CESSIONI – Tu guardi le cessioni e scopri un mondo. Plusvalenze ovunque: anche su Gabigol, in potenziale. Ceduti Medel, Murillo, Banega, Jovetic, Kondogbia, Ansaldi. Non tutti sono stati sostituiti: non tutti gli esuberi sono stati venduti. Resta, ormai praticamente fuori rosa, Santon, Ranocchia per necessità, Nagatomo per eccesso di necessità. Ma l’idea che le cessioni siano andate oltre è dato dalle parole dello stesso Sabatini, ancora lui. “L’Inter non si aggiusta nel giro di 2 mesi. Valuteremo tutto e siamo pronti eventualmente a fare delle integrazioni a gennaio. La rosa ci dà delle garanzie. Vogliamo riportare la squadra in alto nel giro di 2 anni”. Questo è un altro anno di passaggio. Sabatini non lo nasconde. Non ha mai nascosto nulla. Di filtri appunto, non ne ha usati. Ha fatto atmosfera con il fumo. Che ha nascosto il bello del mercato fatto, ma anche un po’ di confusione. In quella stessa intervista, infatti, è arrivata una frase abbastanza chiara, smentita qualche ora dopo: “Ansaldi sarebbe dovuto partire prima dell’infortunio di Cancelo, adesso no”. Ansaldi è stato ceduto e il miracolo su Cancelo non è avvenuto per cui l’infortunio resta.
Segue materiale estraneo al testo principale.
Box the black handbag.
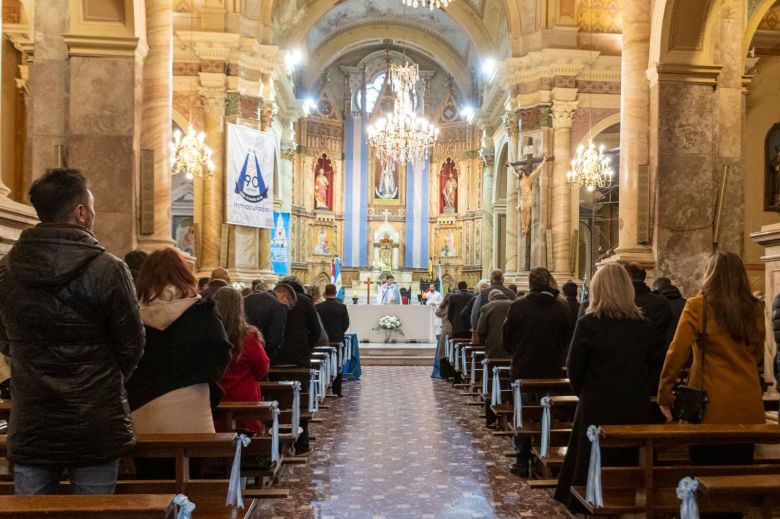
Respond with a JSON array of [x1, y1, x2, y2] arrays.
[[672, 300, 709, 423]]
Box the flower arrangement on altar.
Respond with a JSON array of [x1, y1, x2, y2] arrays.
[[231, 281, 248, 292], [373, 315, 404, 342]]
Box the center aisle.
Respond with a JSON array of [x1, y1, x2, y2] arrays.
[[253, 366, 568, 518]]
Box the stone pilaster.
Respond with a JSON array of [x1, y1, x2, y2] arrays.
[[503, 109, 520, 274], [550, 101, 577, 277], [480, 132, 495, 279], [199, 85, 226, 272], [138, 0, 175, 252]]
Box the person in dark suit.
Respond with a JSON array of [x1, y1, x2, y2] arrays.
[[447, 281, 473, 339], [199, 268, 230, 300], [316, 284, 350, 396], [470, 270, 517, 332], [273, 277, 321, 368], [244, 284, 295, 362], [562, 280, 580, 332], [652, 276, 687, 344], [316, 284, 350, 344]]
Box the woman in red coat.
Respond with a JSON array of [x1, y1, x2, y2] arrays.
[[213, 287, 270, 433]]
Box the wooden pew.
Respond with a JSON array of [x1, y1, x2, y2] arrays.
[[268, 368, 320, 415], [569, 424, 780, 517], [0, 494, 176, 519], [696, 474, 780, 519]]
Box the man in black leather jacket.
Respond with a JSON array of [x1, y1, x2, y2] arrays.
[[0, 169, 145, 495]]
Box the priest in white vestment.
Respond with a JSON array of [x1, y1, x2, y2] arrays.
[[425, 283, 444, 336], [377, 275, 402, 305]]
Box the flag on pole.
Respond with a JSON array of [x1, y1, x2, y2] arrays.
[[332, 256, 343, 301]]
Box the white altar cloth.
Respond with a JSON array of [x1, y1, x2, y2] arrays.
[[346, 304, 436, 343]]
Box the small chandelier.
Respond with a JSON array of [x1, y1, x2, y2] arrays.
[[566, 140, 614, 192], [401, 0, 453, 9], [170, 123, 215, 180], [367, 61, 439, 166]]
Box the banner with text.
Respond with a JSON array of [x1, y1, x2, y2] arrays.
[[270, 211, 290, 275], [226, 123, 275, 228]]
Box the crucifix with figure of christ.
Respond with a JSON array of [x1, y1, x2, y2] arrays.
[[507, 137, 553, 271]]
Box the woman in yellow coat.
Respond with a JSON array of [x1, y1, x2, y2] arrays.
[[657, 251, 765, 426], [657, 251, 765, 519]]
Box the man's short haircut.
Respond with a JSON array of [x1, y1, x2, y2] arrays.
[[124, 250, 149, 280], [490, 269, 504, 283], [528, 267, 552, 290], [653, 277, 672, 291], [562, 280, 578, 297], [508, 284, 518, 294], [386, 275, 394, 280], [273, 283, 298, 305], [624, 262, 647, 283], [210, 267, 230, 283], [29, 168, 90, 223], [324, 283, 337, 297], [457, 281, 468, 290], [198, 277, 210, 290]]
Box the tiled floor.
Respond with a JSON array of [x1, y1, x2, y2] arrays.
[[251, 366, 569, 519]]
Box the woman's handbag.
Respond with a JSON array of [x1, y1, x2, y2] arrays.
[[672, 300, 709, 423]]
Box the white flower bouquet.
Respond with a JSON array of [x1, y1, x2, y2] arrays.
[[373, 315, 405, 340]]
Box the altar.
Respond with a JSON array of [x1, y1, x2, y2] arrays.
[[346, 304, 436, 343]]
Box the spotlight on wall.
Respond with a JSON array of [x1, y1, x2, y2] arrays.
[[481, 58, 497, 81], [302, 97, 318, 116], [460, 106, 475, 124], [285, 49, 305, 73]]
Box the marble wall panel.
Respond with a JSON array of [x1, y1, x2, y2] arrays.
[[69, 57, 136, 136]]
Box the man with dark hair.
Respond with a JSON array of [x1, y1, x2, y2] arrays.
[[624, 262, 673, 394], [316, 284, 350, 396], [503, 267, 572, 476], [198, 277, 210, 291], [470, 269, 516, 333], [251, 279, 267, 293], [377, 275, 401, 304], [561, 281, 580, 331], [123, 250, 149, 284], [199, 267, 230, 300], [274, 276, 321, 367], [0, 168, 145, 494], [245, 283, 294, 362], [447, 281, 473, 339], [652, 276, 686, 343]]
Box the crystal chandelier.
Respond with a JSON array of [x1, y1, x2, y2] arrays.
[[170, 123, 215, 180], [566, 141, 614, 192], [367, 61, 439, 166], [401, 0, 453, 9]]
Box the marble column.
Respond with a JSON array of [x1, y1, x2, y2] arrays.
[[480, 141, 495, 280], [551, 101, 577, 276], [138, 0, 174, 251], [503, 109, 520, 274], [615, 0, 653, 257], [199, 86, 226, 272]]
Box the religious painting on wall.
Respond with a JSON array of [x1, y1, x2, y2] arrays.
[[173, 216, 196, 258], [439, 157, 458, 214], [311, 225, 337, 256], [271, 212, 290, 275], [371, 155, 403, 205], [437, 227, 460, 258], [314, 153, 334, 211], [765, 123, 780, 212]]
ANALISI – E tutto questo, va benissimo. Che Ansaldi sia stato ceduto è accettabile, che gli acquisti siano stati pragmatici, anche. Ma allora non si parli di Di Maria. Non si dica “aspettate luglio e vedrete”. Non possiamo accettare che un Direttore Sportivo dica: “Pensavamo di aver superato il Fair play, non è così”, come ha fatto Ausilio. Non può essere preso alla sprovvista da una cosa del genere. Lo riporta il Corriere della Sera, lo riportano tante testate. Sono le parole di una società italiana che dipende da un presidente sotto pressione per i giochi indonesiani (Thohir) e da una proprietà che sembra non possa investire all’estero per i paletti del governo cinese. E così si torna al nostro Top player: Luciano Spalletti. Sul cancello della Pinetina ha atteso i grandi acquisti. L’esterno dalla Francia, effettivamente, è arrivato, ma non è Di Maria. Ora sta al mister toscano far crescere questi Top in prospettiva. Nella speranza che non siano solo delle future plusvalenze. L’idea che l’Inter possa essere vista come una meta di passaggio prima di andare in un Top club fa quasi più male del fumo senza filtro. È il mozzicone che ti si spegne sulla pelle. Dunque, per la nostra salute, quella dei tifosi, quella di chi crede nel lavoro dei nostri direttori: basta fumo. Anche perché l’arrosto sembra davvero buono. L’arrosto c’è. Bastava solo non dire che poi ci sarebbe stata l’aragosta col caviale. La fame è fame. Per le prelibatezze c’è tempo.